Television Transmission Technology
A spinoff system that offers a substantial improvement in
UHF-TV transmission efficiency is the VKP-7990 MDC Klystron,
which is manufactured by the Microwave Power Tube Division of
Communications and Power Industries, (CPI), Palo Alto, California.
There are 90 CPI klystrons in operational service at 36 UHF-TV
stations.
The MDC klystron is the result of a multiyear cooperative
development program by a group that included Lewis Research Center,
the National Association of Broadcasters, the Public Broadcasting
System, TV transmitter manufacturers, and Varian Associates,
Inc., also of Palo Alto. Throughout the klystron development
period, the Microwave Power Tube Division was part of Varian,
but Varian's Electron Devices Group has since separated from
Varian to become CPI.

The CPI MDC klystron cuts the electric power consumption of
UHF-TV transmitters by half.
The program was initiated to address a problem experienced
by the UHF segment of the TV industry: for adequate reception,
UHF stations need greater transmitter power than their VHF counterparts
and, additionally, UHF transmitters are inherently less efficient;
thus, UHF station operators had to pay substantially higher electric
utility costs, a significant competitive disadvantage.
The development group sought a way to make available to UHF
operators power amplifying devices with efficiencies comparable
to VHF. The indicated line of approach was to incorporate into
UHF transmitters a power amplifying device known as the Multistage
Depressed Collector (MDC) developed a decade earlier at Lewis
Research Center to enhance the efficiency of communications satellite
transmissions; the MDC allowed satellites to transmit more powerful
signals, thus enabling the use of smaller, less costly Earth
stations for signal reception.
The klystron is a vacuum tube used to generate and amplify
ultrahigh frequencies. It draws radio frequency energy from a
high voltage electron beam but does so at very low efficiency
levels; most of the energy is dissipated as waste heat. The concept
behind the Lewis/Varian development was that the MDC could recover
much of the wasted energy by recycling a large part of the electron
beam energy, in effect doubling the amount of the beam energy
being converted to radio frequency energy.
The program began in 1984. Within the initially targeted three
years, a successful MDC klystron had been produced by Varian
and thoroughly tested. It took another two years to integrate
the klystron into a complete transmitter for field operation.

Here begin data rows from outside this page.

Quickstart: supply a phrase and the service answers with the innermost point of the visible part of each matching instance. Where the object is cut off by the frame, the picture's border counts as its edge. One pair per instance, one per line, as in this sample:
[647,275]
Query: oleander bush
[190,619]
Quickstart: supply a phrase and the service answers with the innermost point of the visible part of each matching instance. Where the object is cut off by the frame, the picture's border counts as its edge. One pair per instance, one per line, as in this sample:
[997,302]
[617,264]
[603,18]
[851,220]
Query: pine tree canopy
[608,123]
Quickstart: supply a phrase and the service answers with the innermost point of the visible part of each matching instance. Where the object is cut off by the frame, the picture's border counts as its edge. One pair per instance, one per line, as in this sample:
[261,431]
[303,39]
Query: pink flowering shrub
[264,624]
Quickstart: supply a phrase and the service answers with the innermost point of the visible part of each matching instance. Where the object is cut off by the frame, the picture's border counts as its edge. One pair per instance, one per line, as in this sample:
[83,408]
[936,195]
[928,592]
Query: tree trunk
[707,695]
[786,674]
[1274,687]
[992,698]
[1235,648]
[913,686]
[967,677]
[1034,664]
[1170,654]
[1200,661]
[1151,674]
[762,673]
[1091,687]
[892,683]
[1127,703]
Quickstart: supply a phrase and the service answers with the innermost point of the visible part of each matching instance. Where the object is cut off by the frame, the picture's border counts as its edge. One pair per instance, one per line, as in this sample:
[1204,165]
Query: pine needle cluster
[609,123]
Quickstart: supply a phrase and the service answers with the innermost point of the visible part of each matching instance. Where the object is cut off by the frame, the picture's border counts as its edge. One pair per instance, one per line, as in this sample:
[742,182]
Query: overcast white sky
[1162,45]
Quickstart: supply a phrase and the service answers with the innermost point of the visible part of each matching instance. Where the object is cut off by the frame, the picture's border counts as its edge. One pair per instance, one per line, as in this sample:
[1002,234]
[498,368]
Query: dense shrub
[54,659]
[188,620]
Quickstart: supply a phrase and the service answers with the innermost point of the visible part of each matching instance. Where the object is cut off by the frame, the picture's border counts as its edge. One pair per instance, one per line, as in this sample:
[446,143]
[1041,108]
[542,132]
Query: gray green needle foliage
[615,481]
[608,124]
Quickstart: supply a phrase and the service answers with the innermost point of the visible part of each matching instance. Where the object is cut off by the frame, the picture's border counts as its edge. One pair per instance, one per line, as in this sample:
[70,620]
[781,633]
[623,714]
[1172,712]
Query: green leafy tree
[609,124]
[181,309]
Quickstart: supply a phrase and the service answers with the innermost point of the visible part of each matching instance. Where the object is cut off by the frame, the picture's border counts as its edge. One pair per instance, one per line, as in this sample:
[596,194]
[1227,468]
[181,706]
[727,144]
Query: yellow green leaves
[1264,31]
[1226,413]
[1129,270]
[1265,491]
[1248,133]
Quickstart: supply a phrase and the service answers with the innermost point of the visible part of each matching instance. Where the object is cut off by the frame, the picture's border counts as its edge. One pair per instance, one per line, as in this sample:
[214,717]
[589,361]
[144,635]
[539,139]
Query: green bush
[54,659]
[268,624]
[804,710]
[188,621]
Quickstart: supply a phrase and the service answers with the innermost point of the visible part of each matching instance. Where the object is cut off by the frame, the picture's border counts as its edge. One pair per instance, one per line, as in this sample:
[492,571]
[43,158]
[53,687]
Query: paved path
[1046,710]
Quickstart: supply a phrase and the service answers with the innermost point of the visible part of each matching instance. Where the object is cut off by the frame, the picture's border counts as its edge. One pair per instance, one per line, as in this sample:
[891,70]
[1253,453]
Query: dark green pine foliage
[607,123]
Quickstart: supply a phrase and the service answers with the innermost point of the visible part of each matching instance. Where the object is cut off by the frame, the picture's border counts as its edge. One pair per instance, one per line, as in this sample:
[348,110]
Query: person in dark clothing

Varian started commercial production of the tubes in 1990 and
CPI took it over in August 1995.
CPI continues to monitor the klystron's performance. According
to CPI senior scientist Earl W. McCune, the total operating time
for the tubes in service has exceeded three million hours; projected
Mean Time Between Failures is 60,000 hours; the klystrons show
no significant adverse effects due to incorporation of the MDC
feature; and the initial project goal of cutting electric power
consumption by half in UHF-TV transmitters has been realized.